I had no trouble abandoning my post at Ye Rustic Inn in Los Feliz following a post-work gathering in 2015, deciding the moment I climbed into my car that I wanted more of the chicken wings. Did I walk back in and grab a dozen to go? I think you know me better than that by now, dear reader. I called Adam and asked him to look up the bar on Postmates. He ordered immediately, the delivery man barely trailing me on the way home. We’ve ordered 12 times since.
Sometimes, we want to wash down our meals with a snack, which is how we’ve come to place 10 orders from Jeni’s Splendid Ice Creams in Los Feliz. The near-daily sunshine is one of the chief joys of life in Los Angeles, where ice cream is a year-round reality instead of an occasional indulgence. We haven’t sampled them yet, but I hear good things about Milk, and Sweet Rose Creamery, and Carmela, and I look forward to one day asking Adam to tap his phone a few times so that I can receive a carton of their finest frozen goods. There’s something soothing about knowing that in this city, thanks to this technology, there’s so much instantly available to me and yet still so much more to explore.

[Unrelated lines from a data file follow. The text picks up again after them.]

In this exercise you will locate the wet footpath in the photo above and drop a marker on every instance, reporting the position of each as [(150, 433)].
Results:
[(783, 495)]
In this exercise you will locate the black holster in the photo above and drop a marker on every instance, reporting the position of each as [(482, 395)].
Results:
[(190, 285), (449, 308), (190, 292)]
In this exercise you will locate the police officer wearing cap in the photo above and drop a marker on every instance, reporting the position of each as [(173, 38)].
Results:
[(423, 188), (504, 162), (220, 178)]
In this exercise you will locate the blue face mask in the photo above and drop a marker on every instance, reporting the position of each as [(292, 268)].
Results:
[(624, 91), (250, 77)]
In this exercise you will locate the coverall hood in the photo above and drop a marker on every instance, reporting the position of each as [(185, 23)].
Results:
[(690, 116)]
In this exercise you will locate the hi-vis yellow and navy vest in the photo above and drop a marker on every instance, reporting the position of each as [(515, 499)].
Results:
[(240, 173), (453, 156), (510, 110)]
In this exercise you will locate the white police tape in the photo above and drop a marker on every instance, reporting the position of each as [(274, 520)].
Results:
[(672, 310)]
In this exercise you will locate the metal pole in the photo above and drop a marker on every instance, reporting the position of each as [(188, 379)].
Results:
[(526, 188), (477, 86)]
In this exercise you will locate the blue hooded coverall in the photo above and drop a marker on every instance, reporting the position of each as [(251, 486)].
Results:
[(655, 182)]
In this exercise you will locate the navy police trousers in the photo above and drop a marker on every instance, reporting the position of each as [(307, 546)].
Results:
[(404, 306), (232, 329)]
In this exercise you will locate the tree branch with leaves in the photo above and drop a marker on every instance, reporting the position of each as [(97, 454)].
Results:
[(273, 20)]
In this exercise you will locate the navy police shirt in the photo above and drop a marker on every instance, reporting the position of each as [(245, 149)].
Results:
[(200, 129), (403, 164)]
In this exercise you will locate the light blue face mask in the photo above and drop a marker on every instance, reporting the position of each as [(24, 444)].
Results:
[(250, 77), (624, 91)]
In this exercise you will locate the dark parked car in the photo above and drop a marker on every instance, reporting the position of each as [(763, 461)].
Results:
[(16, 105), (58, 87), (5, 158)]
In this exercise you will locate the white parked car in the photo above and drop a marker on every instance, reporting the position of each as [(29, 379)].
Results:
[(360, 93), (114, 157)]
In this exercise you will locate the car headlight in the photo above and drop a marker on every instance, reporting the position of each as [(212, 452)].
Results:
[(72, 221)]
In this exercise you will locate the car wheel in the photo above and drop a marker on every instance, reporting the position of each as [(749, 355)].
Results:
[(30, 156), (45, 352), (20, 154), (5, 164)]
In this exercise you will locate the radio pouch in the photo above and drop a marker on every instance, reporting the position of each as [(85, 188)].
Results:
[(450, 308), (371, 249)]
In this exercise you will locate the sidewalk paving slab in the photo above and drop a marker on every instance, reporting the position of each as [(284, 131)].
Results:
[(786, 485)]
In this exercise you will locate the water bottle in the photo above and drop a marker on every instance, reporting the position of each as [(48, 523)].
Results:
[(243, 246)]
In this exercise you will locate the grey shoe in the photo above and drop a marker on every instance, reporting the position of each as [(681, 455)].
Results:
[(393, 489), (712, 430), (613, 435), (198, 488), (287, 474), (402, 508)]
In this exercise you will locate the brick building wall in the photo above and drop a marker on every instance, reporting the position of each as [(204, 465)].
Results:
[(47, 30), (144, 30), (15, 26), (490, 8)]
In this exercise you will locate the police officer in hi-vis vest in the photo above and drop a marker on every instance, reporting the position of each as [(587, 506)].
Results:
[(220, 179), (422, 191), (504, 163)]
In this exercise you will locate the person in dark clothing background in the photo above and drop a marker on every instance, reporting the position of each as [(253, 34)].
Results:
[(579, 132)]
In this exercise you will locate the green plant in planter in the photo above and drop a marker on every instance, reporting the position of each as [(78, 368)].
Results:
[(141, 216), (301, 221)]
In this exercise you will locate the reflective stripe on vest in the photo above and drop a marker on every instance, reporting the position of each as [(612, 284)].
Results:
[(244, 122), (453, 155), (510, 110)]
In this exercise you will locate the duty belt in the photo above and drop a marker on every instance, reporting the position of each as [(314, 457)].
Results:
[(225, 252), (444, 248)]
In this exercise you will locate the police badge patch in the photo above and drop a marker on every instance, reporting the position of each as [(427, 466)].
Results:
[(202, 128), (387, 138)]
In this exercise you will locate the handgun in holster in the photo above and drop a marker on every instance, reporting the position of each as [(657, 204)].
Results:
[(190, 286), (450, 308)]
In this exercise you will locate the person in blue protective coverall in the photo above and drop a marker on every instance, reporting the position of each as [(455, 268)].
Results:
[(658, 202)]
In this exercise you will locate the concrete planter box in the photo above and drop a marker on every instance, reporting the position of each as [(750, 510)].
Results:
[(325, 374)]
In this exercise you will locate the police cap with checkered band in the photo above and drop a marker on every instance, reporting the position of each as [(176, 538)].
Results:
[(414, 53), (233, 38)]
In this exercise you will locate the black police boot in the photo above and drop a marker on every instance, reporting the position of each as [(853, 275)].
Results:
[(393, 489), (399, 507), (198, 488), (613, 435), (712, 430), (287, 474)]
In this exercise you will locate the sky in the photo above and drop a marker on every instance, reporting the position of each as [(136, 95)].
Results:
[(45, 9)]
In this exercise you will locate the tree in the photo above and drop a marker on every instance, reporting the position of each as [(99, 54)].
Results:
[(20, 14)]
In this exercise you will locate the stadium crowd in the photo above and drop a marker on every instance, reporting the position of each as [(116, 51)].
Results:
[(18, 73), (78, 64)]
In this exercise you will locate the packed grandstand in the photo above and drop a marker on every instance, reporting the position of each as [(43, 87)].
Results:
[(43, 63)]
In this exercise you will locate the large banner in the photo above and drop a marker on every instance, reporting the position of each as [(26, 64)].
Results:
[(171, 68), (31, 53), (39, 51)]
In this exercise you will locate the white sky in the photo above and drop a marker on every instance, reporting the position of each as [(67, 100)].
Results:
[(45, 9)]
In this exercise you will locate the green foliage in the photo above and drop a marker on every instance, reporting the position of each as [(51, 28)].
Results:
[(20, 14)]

For now, though, we’re partial to Jeni’s, which Postmates allows us to treat like our corner scoop shop even though it’s 6.1 miles away. The listeria history might scare away some would-be patrons, the threat of meltage the rest. But not us: We’re trying to bring every bit, and every bite, of this massive metropolis into our kitchen, and so we order at least six pints every time.
If you’re wondering why we don’t just fetch our ice cream from the grocery store like almost everyone else, well: I haven’t told you about our Instacart habit yet.